Agarrei seu pescoço com força e dei um beijo forte e agressivo nos lábios finos do loiro. Era incrível como ele conseguia segurar minha cintura com força e me sentir flutuando em um paraíso. Suas mãos passeavam devagar pelo meu corpo. Só ele sabia fazê-las passear. Parei o beijo em busca de ar e sua boca desceu para meu pescoço.

—Não, Jonathan... Temos que ir para escola e você não pode me marcar.

—E como vão saber que você é meu?

—Não precisam... Apenas eu preciso saber que sou seu e que você é meu!

—Quem te disse isso? Agora eu tenho um carro, milhões de gatinhas e gatinhos virão pegar o senhor Maserati aqui.

Sempre cômico, às vezes chegava a ser chato.

—Depois não reclame quando eu tiver dançando para outro. –Empurrei seus braços e ele logo se aproximou de novo.

—Não vai! Sabe por quê? ... Porque você é pirado no loiro aqui.

—Dá um tempo, preciso me arrumar. –Empurrei de novo e dessa vez ele saiu de perto de mim mesmo.

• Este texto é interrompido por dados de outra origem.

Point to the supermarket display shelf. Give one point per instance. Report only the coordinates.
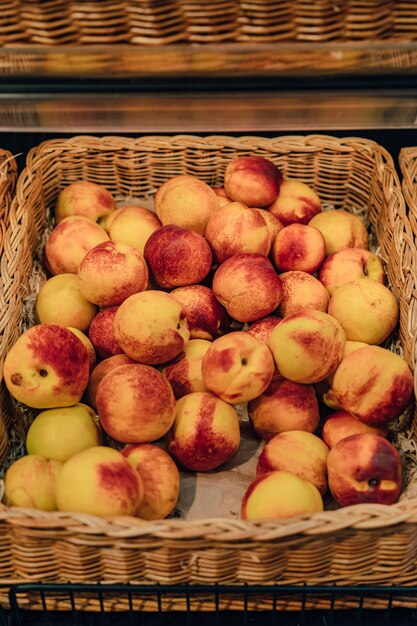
(121, 604)
(207, 112)
(269, 59)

—Tá chateado, Has? –Me perguntou apreensivo, eu não estava, mas é sempre bom brincar com o Jonathan.

—Ainda pergunta?

—Que besteira! Tá na hora de deixar de ser criança, não acha? –E ele saiu pela janela revoltado. Era legal chatear ele. Muito até.

[...]

Estávamos no carro. Não havíamos dito uma palavra ainda. Jonathan estava calado demais. O caminho para a escola não era muito grande, então era melhor eu tomar uma atitude depois, claro, de descrever como ele era tão BadBoy no carro. Jonathan usava óculos escuros bem interessante, os cabelos loiros estavam esvoaçantes graças ao vento vindo da janela. O uniforme da escola ficava sob a jaqueta de couro e a calça jeans de lavagem escuras, que era incrível. Era atual e muito sexy.

—Jonathan?

—Fala!

—Você tá chateado?

—Ainda pergunta?

—Pow, desculpa! Eu estava só brincando, não pode ficar com raiva por isso. Você sempre brinca comigo e eu nem reclamo, cara. –Ele riu. Esse otário estava apenas tirando uma com a minha cara. Como ele era ridículo. –Como você é idiota!

—Ahh, você adorou, não é?

—Claro, adorei ter que me humilhar para você.

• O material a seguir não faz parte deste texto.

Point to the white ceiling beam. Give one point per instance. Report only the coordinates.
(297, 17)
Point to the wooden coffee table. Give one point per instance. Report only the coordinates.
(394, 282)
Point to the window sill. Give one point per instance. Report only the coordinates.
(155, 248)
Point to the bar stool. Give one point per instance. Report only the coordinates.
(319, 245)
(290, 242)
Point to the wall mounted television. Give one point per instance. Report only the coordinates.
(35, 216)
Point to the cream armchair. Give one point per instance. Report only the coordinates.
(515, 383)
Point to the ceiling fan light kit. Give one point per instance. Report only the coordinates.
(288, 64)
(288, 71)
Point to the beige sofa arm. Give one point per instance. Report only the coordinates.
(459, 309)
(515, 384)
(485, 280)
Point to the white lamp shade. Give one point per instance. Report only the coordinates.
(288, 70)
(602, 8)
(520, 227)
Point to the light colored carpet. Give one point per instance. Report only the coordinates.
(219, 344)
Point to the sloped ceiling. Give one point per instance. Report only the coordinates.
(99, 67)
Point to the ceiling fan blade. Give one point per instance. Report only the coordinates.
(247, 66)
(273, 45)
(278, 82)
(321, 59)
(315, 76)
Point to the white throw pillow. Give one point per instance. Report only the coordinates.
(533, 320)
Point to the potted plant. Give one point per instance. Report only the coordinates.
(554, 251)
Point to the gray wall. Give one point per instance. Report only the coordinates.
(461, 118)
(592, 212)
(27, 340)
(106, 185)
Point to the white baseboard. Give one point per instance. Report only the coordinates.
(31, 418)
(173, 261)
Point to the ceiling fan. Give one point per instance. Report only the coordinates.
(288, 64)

—Ok, chegamos... Agora eu te odeio, você me odeia e fica tudo numa boa.

Descemos do carro e... O pessoal estava todo olhando para nós. Olhei para Jonathan assustado e ele deu de ombros como se dissesse que não estava entendendo também.

—Jonathan? Belo carro...

—É... Carro legal, cara.

Eram Eric e Júnior, os dois jogavam no time de futebol da escola.

—Valeu Eric, Júnior.

Eu saí, claro afinal na escola nós não podíamos ser tão legais um com o outro. Caminhei até minha sala de aula e claro, Luck já estava lá sentado. Estava entristecido e claro que aquilo me machucava. Afinal, tinha uma parcela de culpa, mas ele também.

—Luck?

—Oi, Has. Tudo certo?

—É... Porque você não tá com a galera do vôlei?

—Quis vir para sala de aula.

—Has! –Camila chegou correndo, os cabelos presos. Ela sentou na cadeira a minha frente e virou olhando nos meus olhos. –Você veio com o Jonathan?

—Vim... Por quê?

—As meninas me contaram que ele chegou naquele carrão que está estacionado lá na zona dos alunos. É verdade?

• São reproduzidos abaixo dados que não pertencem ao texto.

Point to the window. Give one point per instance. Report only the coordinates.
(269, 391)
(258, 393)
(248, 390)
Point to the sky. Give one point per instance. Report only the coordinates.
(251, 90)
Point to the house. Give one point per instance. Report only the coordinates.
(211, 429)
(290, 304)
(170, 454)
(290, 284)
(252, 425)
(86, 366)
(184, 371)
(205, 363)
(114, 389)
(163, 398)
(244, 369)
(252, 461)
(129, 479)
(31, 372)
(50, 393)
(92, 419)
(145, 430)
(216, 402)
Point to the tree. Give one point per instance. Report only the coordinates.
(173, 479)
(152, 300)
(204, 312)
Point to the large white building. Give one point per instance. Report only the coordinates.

—É... Paulo deu para ele essa semana.

—Espera um pouco. –Luck se intrometeu. –Jonathan ganhou um carro?

—Foi sim, vocês estão tão surpresos... O quê houve?

Os dois se entreolharam. E eu continuei sem entender. Luck acenou que não com a cabeça e Camila me olhou.

—Nada. Só um susto.

—Vocês estão me enganando. O que aconteceu?

—Assim... –Luck começou. –Um boato saiu pela escola há algumas semanas... Sobre o Jonathan, mas nós não temos certeza de nada.

—Certo. Compreendi, mas então me contem o boato.

—Melhor não, Has. É algo forte demais. Acho melhor você saber pelo Jonathan, afinal esse assunto só diz respeito a ele. –Camila me explicou e eu fiquei até assustado. O que será que Jonathan fez? –Mas me conta. Ele tá namorando?

—Quem o Jonathan? –Meu coração gelou, eu poderia mentir e dizer que sim, mas a situação ficaria preta para mim, mas ele estava namorando sim, comigo. Estávamos namorando? –Eu não tenho ideia, Camila. Como vou saber da vida daquele garoto?

A turma começou a entrar e o professor veio logo, em seguida. A aula começou e eu não conseguia me concentrar. Um boato? Envolvendo Jonathan e como eu não soube de nada? O boato saiu na escola e eu durante esses dois meses, só faltei três dias, já que eu estava com crises de asma. Só poderia ter sido nesse período. Logo a aula terminou e eu não soube de nada que o professor havia dito durante aquelas horas.

Tentei levantar e aproveitar o intervalo, mas minhas pernas travaram e eu não consegui me mexer.

—Has... Não vai para o intervalo? –Luck me perguntou preocupado.

—Ahh... Não! Não estou com fome, nem nada.

—Ahh, Has! Que saco, me deseja sorte com o Jonathan, ok? –Eu juro, se minhas pernas tivessem funcionando, eu voava nessa piranha. Nossa que vadia.

—Boa sorte, amiga! –Falso! Era a única coisa que ela merecia e que eu poderia fazer. Falsidade. Os dois saíram, assim como toda a turma. –Maria Gasolina!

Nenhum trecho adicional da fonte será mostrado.